When the Internet first became popular, Internet security was not a hot topic that everyone was concerned about. When making passwords, people often turned to easy to remember favorites like “12345,” “password,” and “iloveyou.” Surprisingly, even after all the news of hackers and people losing thousands of dollars from online identity theft, these passwords remain to be the most widely used.
A new analysis shows that about one out of every five people still use one of these easy to guess passwords for their Internet accounts, which is the digital equivalent of leaving a key under the doormat.
Within the last month, an unidentified hacker stole a list of 32 million passwords from RockYou (a company that makes software for users of social networking sites like Facebook and MySpace) and posted them online for everyone to see. This list backed up the hypothesis that people are still using the easy to guess passwords and gave hackers a list of the most popular passwords to make their hacking easier then ever. Especially with today’s fast computers and speedy networks, hackers can fire off thousands of password guesses per minute.

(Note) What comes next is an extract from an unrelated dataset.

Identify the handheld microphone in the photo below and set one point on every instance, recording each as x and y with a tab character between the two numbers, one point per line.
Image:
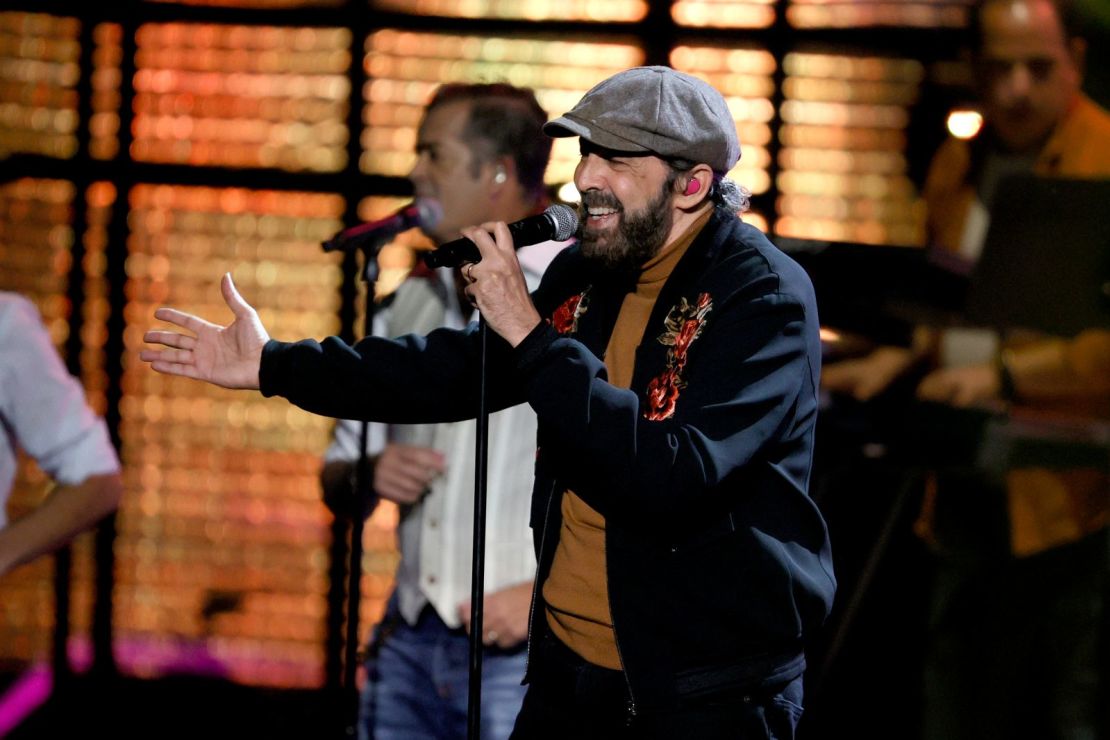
557	223
421	212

“We tend to think of password guessing as a very time-consuming attack in which I take each account and try a large number of name-and-password combinations… The reality is that you can be very effective by choosing a small number of common passwords” said Amichai Shulman, the chief technology officer at Imperva, which makes software for blocking hackers.
So why do users continue to employ easy to guess passwords despite all the warnings about the risk? Security experts suggest it’s simply because people are overwhelmed with all the things we have to remember in this digital age, such as voicemail passwords, A.T.M. PINs, Internet passwords, etc.
In an ideal world, people would have a different password for every website, and would remember all the passwords, and only if really necessary, write it down on paper. But in the real world this is way too much to remember for our overcrowded brains, which is why experts suggest we should have at least two different passwords. One complex password for important accounts such as e-mail and banking, and a simpler one for accounts such as entertainment and social networking.
“It’s like the joke where the hikers run into a bear in the forest, and the hiker that survives is the one who outruns his buddy,” Mr. Moss said. “You just want to run that bit faster.”
To “run that bit faster”, you should try to make your passwords at least 12 characters long, throw in some number and capitals in there, making your password much harder to hack then most. This way, the hacker would rather break into someone else’s account within minutes, then bother with yours for hours.